If this skill emits a measured result, its output MUST end by naming the **next perf lever**,
its **expected unlock** (direction + rough magnitude), and the **gate** that proves/refutes it,
per `docs/METHODOLOGY.md` "Always be grinding". A
measured win is the new floor, not the finish -- so **do everything we can to find the next
BREAKTHROUGH**: the highest-EV unlock toward Speed-of-Light (a new champion / kernel / router /
quant / parallelism / spec-decode win, or an unblocked stack), not just the next micro-lever.
Rank the candidate breakthrough levers by value x cost (the GRIND FRONTIER, `perftunereport
value_view`), pursue the top, bank the rest with evidence. Record WHY a refuted lever loses,
update the standing frontier in the active bundle's `HANDOFF.md`. Never conclude
"exhausted/optimal/done" without an explicit next-lever frontier (an empty frontier AND a
documented SoL wall only). Delete this section ONLY if the skill produces no measurements.

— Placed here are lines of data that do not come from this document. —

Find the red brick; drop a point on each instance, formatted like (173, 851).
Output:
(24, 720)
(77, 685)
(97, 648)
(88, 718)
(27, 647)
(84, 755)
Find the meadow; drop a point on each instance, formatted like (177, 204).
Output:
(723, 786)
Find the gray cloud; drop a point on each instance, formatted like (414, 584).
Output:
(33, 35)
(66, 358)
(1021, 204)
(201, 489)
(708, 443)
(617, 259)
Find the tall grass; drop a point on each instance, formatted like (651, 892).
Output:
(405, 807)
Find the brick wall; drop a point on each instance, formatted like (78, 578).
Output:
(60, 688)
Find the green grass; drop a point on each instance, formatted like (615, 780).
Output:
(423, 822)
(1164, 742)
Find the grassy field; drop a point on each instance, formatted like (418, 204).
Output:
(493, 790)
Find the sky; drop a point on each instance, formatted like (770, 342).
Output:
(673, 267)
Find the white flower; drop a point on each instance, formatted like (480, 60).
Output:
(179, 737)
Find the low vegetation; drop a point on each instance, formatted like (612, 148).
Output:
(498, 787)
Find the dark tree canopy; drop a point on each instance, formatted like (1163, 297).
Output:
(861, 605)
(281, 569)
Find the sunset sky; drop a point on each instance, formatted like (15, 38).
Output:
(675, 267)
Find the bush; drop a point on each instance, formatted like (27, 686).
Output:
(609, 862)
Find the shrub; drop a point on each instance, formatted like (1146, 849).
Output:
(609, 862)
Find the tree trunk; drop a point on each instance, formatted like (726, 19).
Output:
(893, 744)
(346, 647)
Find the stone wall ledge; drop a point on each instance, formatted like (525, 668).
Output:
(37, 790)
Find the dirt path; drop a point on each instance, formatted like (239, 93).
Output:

## Verdict rigor (DRAFT vs VERDICT)

Per `docs/METHODOLOGY.md` "Verdict rigor: DRAFT vs VERDICT", tier the diff verdict.
A GREEN/YELLOW/RED call is a **DRAFT** unless it is variance-controlled (same-node,
>=3 trials per arm, mean +/- std - a single-trial or cross-node delta is provisional),
metric-isolated (median TPOT/ITL for decode-latency claims, not output tok/s at small
num_prompts), and against a production-representative baseline. A "which kernel/path
regressed" claim additionally needs nsys/ncu per-kernel data, not a DCGM regime %.
Supersede a DRAFT everywhere once a controlled VERDICT overturns it.

## Source-of-truth references

- [`perf-baseline-record`](/plugins/profile-and-optimize/skills/perf-baseline-record/SKILL.md) - the pair skill.
- [`docs/METHODOLOGY.md`](/docs/METHODOLOGY.md) - measurement canon (full-context reporting, verdict rigor, speed-of-light framing).
- [`server/AGENTS.md`](/plugins/profile-and-optimize/server/AGENTS.md) - fail-fast and provenance rules.